By David Bassanese

Picking the month to month moves by the Reserve Bank of Australia so far this year has not been easy.  Financial market economists have really had to earn their money.

While I correctly anticipated last year the RBA would not be hiking interest rates anytime soon – and the bias on interest rates was still down – I’ve found the timing of the RBA’s actions (and non-actions!) this year a little hard to fathom. Thankfully, I was on the right side of the coin this month, correctly expecting the RBA would leave interest rates on hold – even though I still feel the RBA should be cutting interest rates without haste.  

Mixed messages

To be fair, the major difficulty the RBA has been faced with is quite divergent economic forces. On the one hand, house prices – particularly in Sydney – have been moving higher. Cutting interest rates risked adding fuel to the fire, as some media commentators have repeated ad nauseam.

Yet on the other hand, the price of our key commodity export – iron ore – has been heading south, and in turn undermining national income and probably national confidence to a degree. The slump in commodity prices has been far swifter and deeper than even the (at the time) pessimistic forecasts by the Treasury in late year’s May Budget and Mid-Year Budget Review.

Over the past month, there divergent trends intensified – Sydney housing auction clearance rates surged to record levels, while spot iron ore prices slumped below $US50/tonne, retracing much of the gains since the commodity price boom began more than a decade ago. 

Spot iron ore prices have slump by 40% from their levels around US$78 late last year.  My modelling suggests that implies the terms of trade could fall by around 10% in the March quarter and around a further 5% in the June quarter. And that assumes iron ore prices don’t fall further – which they well might.
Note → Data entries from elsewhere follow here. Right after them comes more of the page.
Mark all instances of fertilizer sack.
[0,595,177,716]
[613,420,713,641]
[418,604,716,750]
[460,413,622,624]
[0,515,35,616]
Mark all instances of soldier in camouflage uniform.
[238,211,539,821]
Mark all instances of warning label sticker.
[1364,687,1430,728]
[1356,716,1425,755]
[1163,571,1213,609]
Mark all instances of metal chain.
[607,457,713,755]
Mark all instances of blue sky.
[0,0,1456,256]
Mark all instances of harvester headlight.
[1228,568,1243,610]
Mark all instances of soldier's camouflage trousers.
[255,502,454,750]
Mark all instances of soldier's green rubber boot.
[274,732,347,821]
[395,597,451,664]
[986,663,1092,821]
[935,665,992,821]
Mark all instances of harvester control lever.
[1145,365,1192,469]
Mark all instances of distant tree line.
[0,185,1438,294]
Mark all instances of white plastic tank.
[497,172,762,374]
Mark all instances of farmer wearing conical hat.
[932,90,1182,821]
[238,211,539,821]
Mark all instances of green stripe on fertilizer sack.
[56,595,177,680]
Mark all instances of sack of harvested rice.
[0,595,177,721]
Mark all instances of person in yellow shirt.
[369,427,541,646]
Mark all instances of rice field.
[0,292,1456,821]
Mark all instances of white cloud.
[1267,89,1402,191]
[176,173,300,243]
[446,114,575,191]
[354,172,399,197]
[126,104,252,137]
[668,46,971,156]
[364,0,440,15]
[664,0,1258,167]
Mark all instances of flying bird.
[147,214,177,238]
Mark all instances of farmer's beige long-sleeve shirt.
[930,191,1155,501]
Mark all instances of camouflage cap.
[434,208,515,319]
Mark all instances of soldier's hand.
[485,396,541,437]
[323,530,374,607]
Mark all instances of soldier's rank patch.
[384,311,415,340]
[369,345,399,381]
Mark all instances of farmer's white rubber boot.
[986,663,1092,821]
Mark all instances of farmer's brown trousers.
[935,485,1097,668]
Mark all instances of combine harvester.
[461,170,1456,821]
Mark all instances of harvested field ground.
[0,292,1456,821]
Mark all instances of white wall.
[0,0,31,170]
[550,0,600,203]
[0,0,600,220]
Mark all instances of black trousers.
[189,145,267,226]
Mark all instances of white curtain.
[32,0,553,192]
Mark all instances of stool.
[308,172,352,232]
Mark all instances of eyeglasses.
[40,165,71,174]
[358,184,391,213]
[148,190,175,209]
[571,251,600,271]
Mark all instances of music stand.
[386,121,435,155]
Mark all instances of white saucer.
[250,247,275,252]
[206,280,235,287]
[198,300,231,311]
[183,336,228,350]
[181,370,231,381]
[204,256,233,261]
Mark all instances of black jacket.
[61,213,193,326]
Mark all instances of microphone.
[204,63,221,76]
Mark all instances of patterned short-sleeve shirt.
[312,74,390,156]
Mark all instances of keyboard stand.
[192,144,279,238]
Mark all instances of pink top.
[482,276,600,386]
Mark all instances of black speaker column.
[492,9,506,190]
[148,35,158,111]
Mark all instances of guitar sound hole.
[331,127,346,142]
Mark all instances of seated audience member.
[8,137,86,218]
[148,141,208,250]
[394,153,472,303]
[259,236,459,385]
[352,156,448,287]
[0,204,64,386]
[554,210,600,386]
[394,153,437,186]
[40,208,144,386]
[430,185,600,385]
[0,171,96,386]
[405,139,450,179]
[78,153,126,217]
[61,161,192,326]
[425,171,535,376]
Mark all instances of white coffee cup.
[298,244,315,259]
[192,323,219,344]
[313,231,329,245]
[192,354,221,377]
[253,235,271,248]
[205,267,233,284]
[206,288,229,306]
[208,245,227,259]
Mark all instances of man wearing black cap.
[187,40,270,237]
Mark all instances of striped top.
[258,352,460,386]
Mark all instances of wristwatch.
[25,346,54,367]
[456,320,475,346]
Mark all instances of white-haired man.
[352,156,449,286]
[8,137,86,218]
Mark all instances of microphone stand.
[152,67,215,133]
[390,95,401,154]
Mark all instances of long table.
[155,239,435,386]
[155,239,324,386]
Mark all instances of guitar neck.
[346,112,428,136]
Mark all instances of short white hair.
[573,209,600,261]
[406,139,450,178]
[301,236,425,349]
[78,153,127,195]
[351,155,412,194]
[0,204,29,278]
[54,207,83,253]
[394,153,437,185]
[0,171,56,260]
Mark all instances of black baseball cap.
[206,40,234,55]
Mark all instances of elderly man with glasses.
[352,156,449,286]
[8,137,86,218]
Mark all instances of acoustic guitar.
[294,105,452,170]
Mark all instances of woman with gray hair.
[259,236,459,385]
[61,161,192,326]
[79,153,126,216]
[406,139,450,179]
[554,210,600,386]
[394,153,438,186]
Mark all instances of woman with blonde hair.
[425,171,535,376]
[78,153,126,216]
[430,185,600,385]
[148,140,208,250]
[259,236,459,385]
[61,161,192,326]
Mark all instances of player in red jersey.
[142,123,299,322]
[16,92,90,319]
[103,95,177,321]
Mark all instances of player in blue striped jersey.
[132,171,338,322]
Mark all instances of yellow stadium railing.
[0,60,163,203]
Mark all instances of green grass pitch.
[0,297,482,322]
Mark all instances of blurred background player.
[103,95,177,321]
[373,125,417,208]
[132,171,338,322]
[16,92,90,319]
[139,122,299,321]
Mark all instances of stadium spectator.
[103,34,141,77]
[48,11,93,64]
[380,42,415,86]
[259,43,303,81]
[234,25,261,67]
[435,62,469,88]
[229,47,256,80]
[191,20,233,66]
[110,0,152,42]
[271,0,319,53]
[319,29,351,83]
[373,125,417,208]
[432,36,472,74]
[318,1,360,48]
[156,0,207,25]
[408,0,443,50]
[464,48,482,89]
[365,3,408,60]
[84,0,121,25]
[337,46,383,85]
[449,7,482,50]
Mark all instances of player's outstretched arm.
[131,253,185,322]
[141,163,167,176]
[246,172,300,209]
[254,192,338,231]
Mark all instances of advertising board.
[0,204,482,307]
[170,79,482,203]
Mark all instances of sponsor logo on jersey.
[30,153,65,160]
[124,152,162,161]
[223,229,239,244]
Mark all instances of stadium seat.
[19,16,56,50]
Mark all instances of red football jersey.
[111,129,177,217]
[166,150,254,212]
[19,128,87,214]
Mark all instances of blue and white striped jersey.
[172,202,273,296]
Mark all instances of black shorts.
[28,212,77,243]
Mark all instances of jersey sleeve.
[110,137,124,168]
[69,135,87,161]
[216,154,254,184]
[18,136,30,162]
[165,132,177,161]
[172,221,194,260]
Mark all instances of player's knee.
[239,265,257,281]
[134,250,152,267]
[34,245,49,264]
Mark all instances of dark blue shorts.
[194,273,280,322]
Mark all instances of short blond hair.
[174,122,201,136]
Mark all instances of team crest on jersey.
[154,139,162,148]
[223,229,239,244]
Weaker commodity prices mean the slump in mining investment will be even deeper than currently expected. Weaker prices have also hit Budget revenues, making it even less likely that Canberra will help stimulate the economy by cutting taxes or boosting government spending.

The dollar daze

That leaves interest rates and the currency to help support the economy.  In an ideal world, the $A would be doing most of the work – as it would lessen the risk of low interest rates sparking a property price bubble. Yet while the $A has declined, it is has not fallen as swiftly as might be expected, given the slump in commodity prices – indeed, for much of the past year or so it has been uncomfortably overvalued. Near-zero interest rates and money printing programs in much of the developed world have not helped.

By global standards, official interest rates in Australia are still attractively high. That’s a magnet for desperate yield-seeking foreign investors, even in the face of commodity price weakness.

So the RBA – probably grudgingly – have been goaded into action.

Yet the RBA is also still counting on the $A to decline. While in previous months the RBA has argued that the $A remained “overvalued” given the decline in commodity prices, it’s statement this week ratcheted up the rhetoric a little further.  It now says “further [$A] depreciation seems likely”. 

Historically, it’s been very rare for central banks to openly comment on their national currencies, much less make predictions about where it is likely to go.  But such now is the desperation of the RBA in trying to get the $A down. The global currency war has changed the rules.

It begs the question: exactly how overvalued is the $A today?

By my estimates – using a model of the real (inflation adjusted) $A similar to that maintained by the RBA, fair-value for the upcoming June quarter seems closer to US68c than the current level of US77/76c. This factors in the anticipated drop in the terms of trade by around 15% over the first half of 2015 and a further official interest rate cut by the RBA to 2%.


In other words, the $A is today at least around 10% overvalued – which, while less than the 15% or so overvaluation evident in 2012 and earlier last year, is still uncomfortable.  

The RBA is hopeful that the $A will eventually react to fundamentals. The likely rise in US official interest rates from mid-year should also help pull down the currency.

But I suspect the $A won’t react as much as the RBA hopes unless it also lowers local interest rates further. Hence the RBA will be left with its dilemma.

At the end of the day, however, the bottom line is that the economy continues to grow at a below trend pace and the unemployment rate is rising. Sydney house prices may be hot, but that’s not enough to support the rest of the economy. And there’s a good chance deteriorating affordability will soon stem the rise in Sydney property in any case.

The RBA will likely cut interest rate again next month, especially if the March quarter consumer price inflation report continues to suggest inflation is benign. The RBA may well then pause for a time, but come later this year I suspect the RBA will again be forced to revise down its economic growth outlook and cut interest rate further.

My call remains that official interest rates will end this year at 1.5%, with the $A reaching (current fair-value) of US 68c.